Merge remote-tracking branch 'origin/master'

rieuse · rieuse · commit 70bb7d836677 · 2017-11-24T14:34:25.000+08:00
# Conflicts:
#	.idea/workspace.xml
diff --git a/.idea/workspace.xml b/.idea/workspace.xml
diff --git a/baidu_tieba/ID.txt b/baidu_tieba/ID.txt
@@ -0,0 +1 @@
+1000090000
diff --git a/baidu_tieba/tieba.py b/baidu_tieba/tieba.py
@@ -0,0 +1,279 @@
+# -*- coding： utf-8 -*-
+# 按贴吧帖子 ID 顺序爬取纯文本数据， 每个帖子保存为一个 ID_帖子标题.txt 文件
+# ./ID.txt 存放从哪个 ID 开始爬，不存在则ID默认为 5000000000
+
+import re
+import os
+import threading
+import time
+import codecs
+import multiprocessing
+from multiprocessing.dummy import Pool as thpool
+import urllib.request
+import random
+import logging
+import pymongo
+from bs4 import BeautifulSoup
+from fake_useragent import UserAgent
+
+client = pymongo.MongoClient('localhost')
+db = client['baidu']
+col = db['tieba']
+
+# 多进程锁
+m_lock = multiprocessing.Lock()
+ua = UserAgent()
+
+
+def get_title(html):
+    try:
+        soup = BeautifulSoup(html, 'lxml')

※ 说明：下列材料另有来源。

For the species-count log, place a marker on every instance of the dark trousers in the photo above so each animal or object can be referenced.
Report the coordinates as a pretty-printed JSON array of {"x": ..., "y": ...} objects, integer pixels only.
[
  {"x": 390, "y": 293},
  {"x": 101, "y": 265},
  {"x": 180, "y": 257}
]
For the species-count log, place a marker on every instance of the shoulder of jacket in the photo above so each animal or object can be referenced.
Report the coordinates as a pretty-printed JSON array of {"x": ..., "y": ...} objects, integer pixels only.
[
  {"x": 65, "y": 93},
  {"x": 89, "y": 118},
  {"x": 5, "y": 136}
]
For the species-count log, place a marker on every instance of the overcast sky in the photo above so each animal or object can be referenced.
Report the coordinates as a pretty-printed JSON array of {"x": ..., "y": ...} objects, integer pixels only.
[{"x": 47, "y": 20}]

+        raw_title = soup.find('h1')
+        if not raw_title:
+            raw_title = soup.find('h3')
+        if not raw_title:
+            raw_title = re.findall('很抱歉，该贴已被删除。', html)
+            if raw_title:
+                raw_title = raw_title[0]
+        if not raw_title:
+            raw_title = re.findall('该吧被合并您所访问的贴子无法显示', html)
+            if raw_title:
+                raw_title = raw_title[0]
+        if not raw_title:
+            raw_title = re.findall('抱歉，您访问的贴子被隐藏，暂时无法访问。', html)
+            if raw_title:
+                raw_title = raw_title[0]
+        if not raw_title:
+            return ''
+        title = remove_html_tag(str(raw_title))
+        return title
+    except Exception as e:
+        logging.warning('Get title: {}'.format(e))
+        return ''
+
+
+def get_posts_num(html):
+    try:
+        soup = BeautifulSoup(html, 'lxml')
+        raw_posts_num = soup.find('ul', {'class': 'l_posts_num'})
+        match = re.findall('pn=[0-9]+', str(raw_posts_num))
+        if match:
+            last_num_url = match.pop()
+            last_num = re.findall('[0-9]+', str(last_num_url))
+            return int(last_num[0])
+        else:
+            return 1
+    except Exception as e:
+        logging.warning('Get posts num: '.format(e))
+        return 1
+
+
+# 暂时不需要
+def get_floor(content):
+    c_content = '<html><body>' + str(content) + '</html></body>'
+    try:
+        soup = BeautifulSoup(c_content, 'lxml')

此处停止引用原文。